Khodorkovsky was twice convicted of financial crimes in trials his supporters always claimed were set up by Putin to eliminate a potentially dangerous foe. His 10 years of the remorseless prison routine in penal colonies from Siberia to Karelia have changed Khodorkovsky, who at the time of his arrest in 2003 was still known as a ruthless capitalist operator. While in prison he read voraciously and penned a series of articles for Russian and international press in an elegant style he had clearly worked to refine.
The head of the Moscow Helsinki Group, the veteran rights campaigner and Soviet-era dissident Lyudmila Alexeyeva, said Khodokovsky could become a “spiritual leader” for Russian society, as the likes of Mahatma Gandhi and Vaclav Havel had been for theirs.
But Chris Weafer, senior partner at Macro Advisory in Moscow, said Khodorkovsky’s survival of 10 years in Russian prisons “will go a long way to rehabilitate his previously poor image with the Russian people.”
German analyst Alexander Rahr, one of the few people who met Khodorkovsky after his arrival in Germany on Friday, said that it was unlikely he would get involved in politics. He compared Khodorkovsky to the late Soviet dissident writer Alexander Solzhenitsyn who was forced out of the USSR in 1974 but kept up writing about the horrors of the Gulag in exile. “You know what role he will have? Maybe I am exaggerating. But he could start the path of Solzhenitsyn,” Rahr told the RTVi Russian private television channel.
Khodorkovsky was first detained in 2003 in the early years of Putin’s rule while Russia was enjoying stellar oil-fueled growth and before the Internet had made deep inroads into Russian society.
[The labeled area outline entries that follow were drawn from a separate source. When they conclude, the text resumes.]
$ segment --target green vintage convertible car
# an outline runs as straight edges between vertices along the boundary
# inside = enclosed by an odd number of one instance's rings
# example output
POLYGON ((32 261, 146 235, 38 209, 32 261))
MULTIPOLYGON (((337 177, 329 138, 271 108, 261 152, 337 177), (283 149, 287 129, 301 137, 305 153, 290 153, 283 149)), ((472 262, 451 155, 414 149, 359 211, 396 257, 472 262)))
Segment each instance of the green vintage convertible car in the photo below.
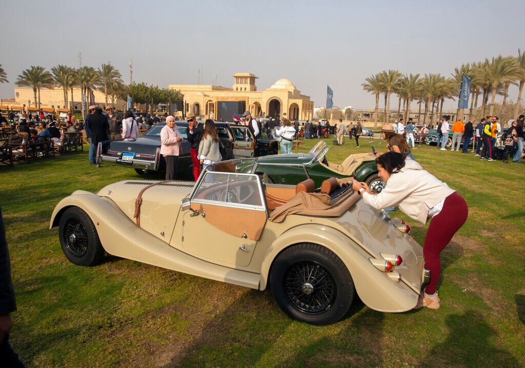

The opposition movement is now unrecognizable from then, with different figureheads and the Internet now the main tool for communicating its message. The plight of Khodorkovsky was mentioned at times during the mass street protests against Putin but his imprisonment in no way became a banner cause for those demonstrating on the streets.
Russia’s main protest leader Alexei Navalny, who was convicted but not jailed this year in an embezzlement case that many saw as a political set-up, was a young lawyer and unknown local politician when Khodorkovsky was arrested.
In his first reaction to Khodorkovsky’s release, Navalny hailed the “astonishing dignity” he showed while in detention but eschewed any mention of his release as a landmark moment.